Once a half term students complete online multiple choice questions in the lesson.

Simply put, regardless of the way I do it, my lessons are:

  • Recall
  • Improve
  • Introduce/Remind
  • Teach
  • Embed
  • Practice

I make up the 1-10 in the lesson using one of the students’ books. No planning there. I know where we’re up to since last lesson so I just teach what is next in the scheme. Discussion comes from what students pick up on. Our schemes have the content I need. It tells me what I need to teach for that section. And it includes suggested video clips.

Notice there aren’t any ‘activities’ for the students to complete. These are rare. I have a handful for each year group that I use which are tried and tested which I think do play a role in developing their understanding. Occasionally, I’ll see something on social media and think I might use it or adapt it. It’s rare; it would have to significantly add to their knowledge and understanding.

Note, I’m not saying this is how everyone should teach. It’s not like a revamped 5 part lesson or anything like that.

I like it. It works for me and my subject, my school, the level of students and multiple classes.

What I do plan

Planning is normally in the form of developing my pedagogical and subject knowledge.

I might have to spend time on creating a GCSE test but we’re at the stage now, 3 years in, that most of this is sorted. This takes 5 minutes.

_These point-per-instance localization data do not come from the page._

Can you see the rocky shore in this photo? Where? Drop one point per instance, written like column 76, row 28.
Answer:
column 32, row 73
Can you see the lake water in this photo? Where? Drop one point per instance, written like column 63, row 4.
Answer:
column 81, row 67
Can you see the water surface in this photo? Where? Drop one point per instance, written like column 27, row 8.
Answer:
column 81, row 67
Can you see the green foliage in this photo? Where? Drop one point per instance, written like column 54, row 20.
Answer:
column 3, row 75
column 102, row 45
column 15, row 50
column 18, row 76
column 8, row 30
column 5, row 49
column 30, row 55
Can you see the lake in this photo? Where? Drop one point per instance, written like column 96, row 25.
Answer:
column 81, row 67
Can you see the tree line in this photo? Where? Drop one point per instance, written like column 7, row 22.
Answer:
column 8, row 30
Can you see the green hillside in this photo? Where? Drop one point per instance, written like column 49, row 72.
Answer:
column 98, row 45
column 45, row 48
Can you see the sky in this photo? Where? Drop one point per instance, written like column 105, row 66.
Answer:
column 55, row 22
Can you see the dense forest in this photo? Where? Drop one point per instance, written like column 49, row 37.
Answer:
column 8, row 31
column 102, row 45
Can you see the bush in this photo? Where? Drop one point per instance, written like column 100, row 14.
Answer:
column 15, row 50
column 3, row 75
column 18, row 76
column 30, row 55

At the start of the week, all I need to do is remind myself where each class is in the scheme. That’s my weekly planning. I teach 17 classes. I don’t have a teacher planner I have a ‘taught’ list. It’s the opposite of a planner; I just write down where we got to, for each class. I then carry on. I don’t teach lesson by lesson as I see so many schemes outline on social media. I teach a topic over a number of lessons and just start where we left off. No neat ‘topic per lesson’ in my classes. Depth of coverage outweighs rattling through a scheme which has new content for every lesson in lesson sized chunks.

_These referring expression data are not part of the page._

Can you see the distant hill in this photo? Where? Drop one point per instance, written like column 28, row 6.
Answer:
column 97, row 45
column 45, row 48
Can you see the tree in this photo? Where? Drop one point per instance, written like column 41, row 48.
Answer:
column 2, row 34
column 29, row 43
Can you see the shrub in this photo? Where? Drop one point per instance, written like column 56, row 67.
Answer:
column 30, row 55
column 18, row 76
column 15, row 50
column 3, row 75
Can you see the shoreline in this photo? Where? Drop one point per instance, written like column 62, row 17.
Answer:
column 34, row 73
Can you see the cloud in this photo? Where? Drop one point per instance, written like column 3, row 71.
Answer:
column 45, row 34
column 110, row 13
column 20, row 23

Why I don’t ask for lessons

I don’t need ‘lessons’. I find it odd when people ask for ‘observation lessons’. We don’t have observations in my school, but even when I know someone is coming in, I won’t change my lesson for them. Why would I change what I normally do because there’s another adult in the room?!

Questions I ask on social media are to help me teach i.e. subject knowledge or for suggested video clips.

I’m also an experienced teacher so I can spend less time on my teaching. However, this set up has worked for new colleagues. If they want to spend hours creating activities then they can, but I want to know that they’re valuable and lead to embedding learning, not just for engagement or fun. I think this model can work equally for NQTs. They might want to plan what they will say, ask etc but there shouldn’t be any need for extensive planning of what they will teach, if the scheme of work clearly gives it.

Boring lessons?

You might think this sounds really boring. Maybe it is. But I’m safe in the knowledge that I don’t spend hours of my own time planning. I have a good work/life balance. Most kids say they like it. Some say it’s their favourite lesson. Results are good.

That’s enough for me.

One thought on “Keeping it simple: how and why I don’t spend hours planning

  1. Absolutely! I’ve been like this since I was a trainee and ten years in, I haven’t failed an observation or had my teaching ability questioned by staff or students so it’s clearly working.